En outre, ces faits rapportés par le rapport sont localisés : 79 % d’entre eux, qui peuvent aller de «l’insulte raciste» au «passage à tabac» en passant des «coups de pied» ou «de matraques», se sont déroulés dans le nord-est de Paris, à savoir les XVIIIe, XIXe et XXe arrondissement de la capitale, et dans les communes limitrophes de Seine-Saint-Denis.
«Partie émergée de l’iceberg»
«C’est juste la partie émergée de l’iceberg, c’est massivement sous-estimé», explique Paul Alauzy, membre du collectif et coordinateur chez Médecins du monde. Ces violences se déroulent souvent dans des lieux isolés - sous des ponts, dans des bâtiments à l’abandon - et à des heures dites «invisibles» - pendant la nuit ou tôt le matin -. Il est donc très compliqué de les documenter et de les recenser en totalité.
D’autant plus que le «continuum de violences institutionnelles», critiqué par les auteurs du rapport, entrave l’accès aux droits des victimes déjà bien éloignées du système judiciaire et social Les personnes précaires connaissent de véritables difficultés à se tourner vers l’Inspection générale de la police nationale (IGPN) souvent par manque d’accès au droit et par crainte des forces de polices. A cela s’ajoute le déséquilibre entre la parole policière et celle des personnes exilées.
Enquête
Il y a trois ans jours pour jours, le 23 novembre 2020, les forces de l’ordre avaient brutalement évacué le campement d’exilés place de la République. Nasse, Gaz lacrymogène dans les tentes, coup de matraque sur les personnes vulnérables… Même le Ministre de l’Intérieur Gérald Darmanin, pourtant peu porté sur la modération policière, avait réagi. «Certaines images de la dispersion du campement illicite de migrants place de la République sont choquantes.» C’est donc à l’occasion du troisième anniversaire de cette «séquence d’indignations unanimes» que le collectif a choisi de publier son rapport, le premier du genre à autant mettre la lumière sur ces actes habituellement invisibilisés.
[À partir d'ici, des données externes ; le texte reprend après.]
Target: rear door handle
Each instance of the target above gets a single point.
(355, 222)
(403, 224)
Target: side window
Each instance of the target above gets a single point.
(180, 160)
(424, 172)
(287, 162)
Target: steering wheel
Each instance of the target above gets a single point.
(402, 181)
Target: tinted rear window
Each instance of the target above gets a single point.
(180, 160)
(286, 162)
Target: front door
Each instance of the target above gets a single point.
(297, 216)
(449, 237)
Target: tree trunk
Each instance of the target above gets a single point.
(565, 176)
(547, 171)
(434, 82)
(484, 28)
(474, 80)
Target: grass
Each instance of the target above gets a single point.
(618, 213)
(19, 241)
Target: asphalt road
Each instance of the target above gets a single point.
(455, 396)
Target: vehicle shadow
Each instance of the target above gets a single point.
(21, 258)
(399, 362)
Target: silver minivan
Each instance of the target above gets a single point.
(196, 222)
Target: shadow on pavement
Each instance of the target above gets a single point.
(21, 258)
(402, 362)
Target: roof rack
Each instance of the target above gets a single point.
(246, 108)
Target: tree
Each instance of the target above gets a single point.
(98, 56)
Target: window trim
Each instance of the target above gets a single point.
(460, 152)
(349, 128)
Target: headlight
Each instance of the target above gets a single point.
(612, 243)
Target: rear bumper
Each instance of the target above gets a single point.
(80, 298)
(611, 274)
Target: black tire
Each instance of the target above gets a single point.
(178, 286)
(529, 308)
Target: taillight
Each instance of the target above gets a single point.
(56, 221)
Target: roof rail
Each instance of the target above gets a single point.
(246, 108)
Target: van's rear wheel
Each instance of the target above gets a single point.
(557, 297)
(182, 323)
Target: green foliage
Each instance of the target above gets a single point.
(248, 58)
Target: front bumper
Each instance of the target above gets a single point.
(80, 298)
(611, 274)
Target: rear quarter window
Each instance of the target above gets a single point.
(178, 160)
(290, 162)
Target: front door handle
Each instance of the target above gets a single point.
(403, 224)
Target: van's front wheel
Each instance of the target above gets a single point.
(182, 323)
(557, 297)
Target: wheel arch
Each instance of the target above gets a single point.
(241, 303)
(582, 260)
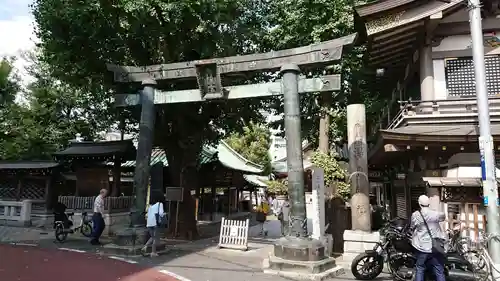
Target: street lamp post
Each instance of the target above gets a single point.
(486, 145)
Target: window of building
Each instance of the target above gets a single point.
(460, 79)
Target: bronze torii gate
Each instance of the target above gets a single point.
(208, 74)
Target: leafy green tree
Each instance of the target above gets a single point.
(253, 144)
(64, 109)
(302, 22)
(53, 114)
(77, 39)
(335, 175)
(9, 82)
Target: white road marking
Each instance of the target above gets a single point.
(72, 250)
(122, 259)
(176, 276)
(24, 244)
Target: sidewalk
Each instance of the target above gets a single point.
(203, 261)
(11, 234)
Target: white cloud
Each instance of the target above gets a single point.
(17, 35)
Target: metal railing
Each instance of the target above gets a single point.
(84, 203)
(455, 110)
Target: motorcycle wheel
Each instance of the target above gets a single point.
(86, 229)
(367, 266)
(60, 234)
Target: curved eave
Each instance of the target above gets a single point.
(438, 133)
(405, 137)
(229, 158)
(394, 38)
(256, 180)
(380, 6)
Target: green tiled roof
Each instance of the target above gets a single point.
(223, 153)
(256, 180)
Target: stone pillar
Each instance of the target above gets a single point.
(116, 177)
(426, 74)
(433, 192)
(358, 167)
(144, 148)
(297, 256)
(289, 88)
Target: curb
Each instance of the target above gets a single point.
(122, 259)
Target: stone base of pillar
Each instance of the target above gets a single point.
(302, 270)
(301, 259)
(356, 242)
(129, 242)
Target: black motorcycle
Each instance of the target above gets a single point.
(395, 249)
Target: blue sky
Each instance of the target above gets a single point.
(16, 26)
(16, 32)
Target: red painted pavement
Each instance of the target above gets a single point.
(23, 263)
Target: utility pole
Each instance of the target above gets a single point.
(488, 166)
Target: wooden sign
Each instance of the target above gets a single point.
(175, 194)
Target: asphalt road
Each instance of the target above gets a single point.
(25, 263)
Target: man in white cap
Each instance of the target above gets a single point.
(426, 227)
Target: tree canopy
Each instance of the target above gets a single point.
(78, 39)
(301, 22)
(253, 144)
(50, 115)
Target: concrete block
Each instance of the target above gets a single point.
(356, 242)
(294, 270)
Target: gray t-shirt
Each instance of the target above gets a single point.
(421, 239)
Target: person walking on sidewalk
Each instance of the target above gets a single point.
(154, 220)
(261, 216)
(428, 240)
(97, 217)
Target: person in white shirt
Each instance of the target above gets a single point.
(284, 217)
(97, 218)
(153, 222)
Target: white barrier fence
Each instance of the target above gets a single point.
(15, 212)
(234, 234)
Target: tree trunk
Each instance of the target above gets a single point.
(183, 171)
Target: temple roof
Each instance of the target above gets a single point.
(256, 180)
(27, 165)
(439, 133)
(395, 30)
(125, 149)
(227, 156)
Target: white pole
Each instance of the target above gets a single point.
(488, 166)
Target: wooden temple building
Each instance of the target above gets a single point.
(426, 139)
(225, 176)
(83, 168)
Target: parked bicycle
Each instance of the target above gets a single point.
(63, 224)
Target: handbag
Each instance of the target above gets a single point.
(437, 243)
(160, 220)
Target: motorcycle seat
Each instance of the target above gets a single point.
(454, 257)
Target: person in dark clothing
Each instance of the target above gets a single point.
(97, 217)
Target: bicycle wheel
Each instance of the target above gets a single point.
(86, 229)
(60, 234)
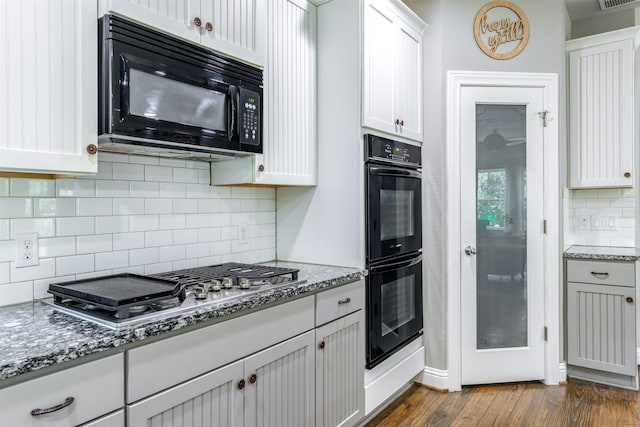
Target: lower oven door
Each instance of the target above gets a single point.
(394, 306)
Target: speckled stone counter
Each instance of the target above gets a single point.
(610, 253)
(34, 336)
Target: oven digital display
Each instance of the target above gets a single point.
(396, 213)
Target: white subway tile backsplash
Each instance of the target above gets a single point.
(158, 206)
(111, 260)
(158, 238)
(57, 246)
(112, 188)
(144, 189)
(75, 188)
(16, 208)
(45, 207)
(144, 222)
(98, 225)
(172, 190)
(182, 237)
(128, 241)
(94, 207)
(128, 206)
(128, 172)
(26, 187)
(94, 244)
(75, 264)
(15, 293)
(143, 256)
(112, 224)
(172, 221)
(46, 268)
(78, 226)
(158, 173)
(172, 253)
(185, 206)
(45, 227)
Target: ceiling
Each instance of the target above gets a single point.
(579, 9)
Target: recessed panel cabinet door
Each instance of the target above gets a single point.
(48, 86)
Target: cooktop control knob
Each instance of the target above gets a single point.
(245, 283)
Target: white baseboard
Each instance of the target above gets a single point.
(434, 378)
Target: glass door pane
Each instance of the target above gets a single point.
(501, 226)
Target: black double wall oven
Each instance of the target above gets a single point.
(393, 209)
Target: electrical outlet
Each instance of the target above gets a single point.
(27, 249)
(243, 238)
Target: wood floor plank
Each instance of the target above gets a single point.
(578, 403)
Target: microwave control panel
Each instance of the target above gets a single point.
(385, 149)
(249, 120)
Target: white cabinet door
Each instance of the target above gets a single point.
(237, 27)
(392, 72)
(340, 371)
(213, 399)
(289, 103)
(233, 27)
(601, 114)
(379, 67)
(48, 96)
(282, 391)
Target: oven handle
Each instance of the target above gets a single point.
(396, 265)
(391, 171)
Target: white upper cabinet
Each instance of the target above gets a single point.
(229, 26)
(289, 103)
(48, 96)
(601, 109)
(392, 70)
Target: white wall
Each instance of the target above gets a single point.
(449, 45)
(138, 214)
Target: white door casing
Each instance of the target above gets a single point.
(548, 83)
(502, 361)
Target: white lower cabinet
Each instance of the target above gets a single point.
(67, 398)
(340, 371)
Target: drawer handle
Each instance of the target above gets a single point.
(68, 401)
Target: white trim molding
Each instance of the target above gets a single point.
(456, 80)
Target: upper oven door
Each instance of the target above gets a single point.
(157, 98)
(394, 204)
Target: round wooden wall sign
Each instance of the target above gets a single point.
(501, 29)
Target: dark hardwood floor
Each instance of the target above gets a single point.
(578, 403)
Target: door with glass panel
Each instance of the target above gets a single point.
(502, 235)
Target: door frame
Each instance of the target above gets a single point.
(456, 80)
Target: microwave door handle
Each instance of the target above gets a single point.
(234, 99)
(396, 265)
(385, 170)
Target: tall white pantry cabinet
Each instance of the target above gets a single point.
(48, 86)
(602, 108)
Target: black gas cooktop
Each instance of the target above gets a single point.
(125, 299)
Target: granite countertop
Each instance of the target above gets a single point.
(34, 336)
(611, 253)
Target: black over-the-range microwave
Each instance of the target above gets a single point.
(161, 94)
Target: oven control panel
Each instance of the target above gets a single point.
(379, 148)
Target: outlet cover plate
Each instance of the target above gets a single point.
(27, 250)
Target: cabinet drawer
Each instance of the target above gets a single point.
(97, 388)
(601, 272)
(339, 302)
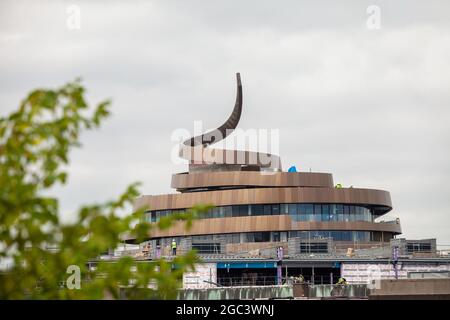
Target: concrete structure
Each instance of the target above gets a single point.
(326, 230)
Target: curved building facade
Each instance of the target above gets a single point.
(257, 205)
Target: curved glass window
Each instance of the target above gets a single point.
(296, 211)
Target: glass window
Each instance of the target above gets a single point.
(292, 209)
(309, 212)
(325, 212)
(333, 212)
(235, 211)
(340, 212)
(302, 212)
(317, 212)
(275, 236)
(257, 209)
(243, 210)
(227, 211)
(275, 209)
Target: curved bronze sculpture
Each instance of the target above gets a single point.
(195, 149)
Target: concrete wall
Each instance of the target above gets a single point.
(237, 293)
(412, 289)
(362, 272)
(203, 272)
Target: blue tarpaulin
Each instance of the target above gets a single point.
(246, 265)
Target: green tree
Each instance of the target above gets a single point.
(34, 146)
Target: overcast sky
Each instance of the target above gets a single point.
(369, 105)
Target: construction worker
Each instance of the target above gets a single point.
(174, 247)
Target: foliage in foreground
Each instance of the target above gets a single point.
(34, 146)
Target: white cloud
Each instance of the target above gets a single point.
(369, 106)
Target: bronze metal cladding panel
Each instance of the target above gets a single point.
(268, 223)
(267, 195)
(243, 178)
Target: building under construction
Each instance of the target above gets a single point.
(269, 226)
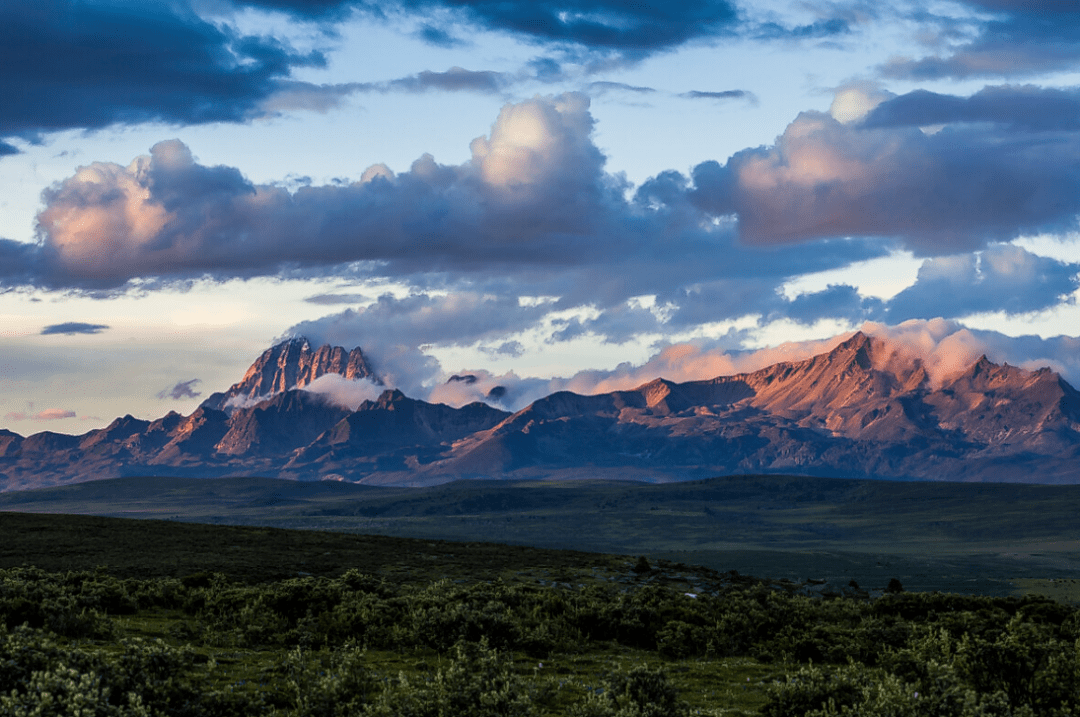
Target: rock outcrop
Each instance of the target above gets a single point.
(864, 409)
(291, 364)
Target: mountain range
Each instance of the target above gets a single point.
(862, 409)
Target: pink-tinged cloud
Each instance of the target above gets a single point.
(944, 347)
(46, 415)
(993, 167)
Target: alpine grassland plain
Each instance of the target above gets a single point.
(121, 617)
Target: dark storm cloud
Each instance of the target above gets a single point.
(72, 327)
(1024, 108)
(597, 24)
(181, 390)
(68, 64)
(1021, 39)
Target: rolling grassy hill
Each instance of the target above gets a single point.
(969, 538)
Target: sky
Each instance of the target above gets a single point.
(541, 194)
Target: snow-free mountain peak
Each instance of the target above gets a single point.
(291, 364)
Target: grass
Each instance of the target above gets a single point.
(991, 539)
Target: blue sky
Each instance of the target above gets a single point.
(572, 193)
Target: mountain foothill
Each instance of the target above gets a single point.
(862, 409)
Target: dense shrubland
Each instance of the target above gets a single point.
(94, 645)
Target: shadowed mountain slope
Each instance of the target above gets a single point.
(864, 409)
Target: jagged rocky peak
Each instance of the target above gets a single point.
(292, 364)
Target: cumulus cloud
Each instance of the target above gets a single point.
(181, 390)
(46, 415)
(72, 327)
(1025, 108)
(723, 94)
(959, 188)
(534, 213)
(1003, 278)
(66, 64)
(532, 189)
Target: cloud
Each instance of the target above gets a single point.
(1002, 278)
(534, 213)
(1024, 108)
(46, 415)
(343, 392)
(534, 187)
(956, 189)
(1020, 39)
(72, 327)
(181, 390)
(456, 79)
(329, 299)
(395, 334)
(724, 94)
(601, 88)
(66, 64)
(594, 24)
(945, 348)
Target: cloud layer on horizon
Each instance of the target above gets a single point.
(945, 348)
(535, 214)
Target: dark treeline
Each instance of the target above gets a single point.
(312, 646)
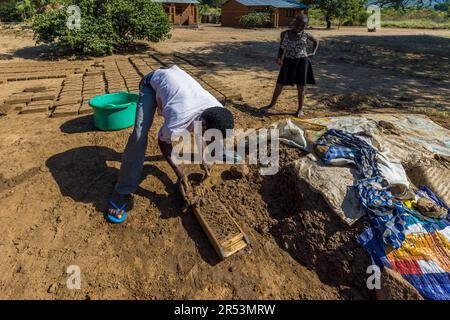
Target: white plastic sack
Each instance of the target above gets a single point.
(335, 184)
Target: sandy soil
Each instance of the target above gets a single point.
(57, 173)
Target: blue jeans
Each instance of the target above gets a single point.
(134, 154)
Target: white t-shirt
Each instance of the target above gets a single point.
(181, 101)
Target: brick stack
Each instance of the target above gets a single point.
(129, 74)
(31, 100)
(94, 85)
(70, 98)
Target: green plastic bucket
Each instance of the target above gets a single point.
(114, 111)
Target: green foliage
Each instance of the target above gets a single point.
(26, 9)
(105, 25)
(9, 13)
(339, 10)
(256, 20)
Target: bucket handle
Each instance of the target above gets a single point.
(115, 106)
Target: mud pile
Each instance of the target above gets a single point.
(302, 224)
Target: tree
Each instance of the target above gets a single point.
(102, 26)
(402, 4)
(336, 9)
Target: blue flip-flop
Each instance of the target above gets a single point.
(113, 219)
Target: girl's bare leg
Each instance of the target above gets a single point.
(301, 99)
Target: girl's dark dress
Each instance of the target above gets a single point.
(296, 68)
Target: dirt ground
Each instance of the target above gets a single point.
(57, 173)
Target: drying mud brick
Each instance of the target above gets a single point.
(43, 96)
(37, 88)
(34, 109)
(16, 99)
(66, 102)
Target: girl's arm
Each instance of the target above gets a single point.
(315, 44)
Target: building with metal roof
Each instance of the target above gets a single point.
(181, 12)
(282, 12)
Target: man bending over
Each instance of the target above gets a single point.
(181, 101)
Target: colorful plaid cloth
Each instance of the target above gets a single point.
(387, 216)
(344, 145)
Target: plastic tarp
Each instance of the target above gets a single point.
(335, 184)
(417, 138)
(416, 132)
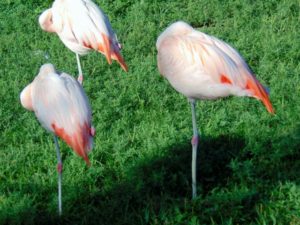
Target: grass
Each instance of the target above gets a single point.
(249, 160)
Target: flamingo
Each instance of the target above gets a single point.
(82, 26)
(62, 107)
(204, 67)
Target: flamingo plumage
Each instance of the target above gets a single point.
(62, 107)
(82, 26)
(201, 66)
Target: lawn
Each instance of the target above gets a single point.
(249, 160)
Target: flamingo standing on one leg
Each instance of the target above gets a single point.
(203, 67)
(62, 107)
(82, 26)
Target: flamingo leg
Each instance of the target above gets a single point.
(194, 141)
(59, 170)
(80, 75)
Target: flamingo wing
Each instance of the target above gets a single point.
(195, 63)
(62, 107)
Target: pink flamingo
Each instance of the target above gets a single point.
(203, 67)
(82, 26)
(62, 107)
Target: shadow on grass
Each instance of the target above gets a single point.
(158, 190)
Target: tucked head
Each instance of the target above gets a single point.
(177, 28)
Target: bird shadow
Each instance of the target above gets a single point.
(156, 185)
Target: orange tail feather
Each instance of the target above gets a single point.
(260, 93)
(79, 142)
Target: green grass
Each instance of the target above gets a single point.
(249, 160)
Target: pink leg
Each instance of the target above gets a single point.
(80, 79)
«Les condamnations des collectifs citoyens, des associations, de chercheurs et chercheuses ou encore d’institutions sont unanimes», fustigent les auteurs du rapport qui cherchent aujourd’hui à créer une dynamique de recueil de témoignages, d’observations des expulsions et des violences policières, surtout à l’approche des jeux olympiques de Paris. Evènement pour lequel le collectif craint une accélération des «pratiques violentes et du nettoyage social de l’espace public.»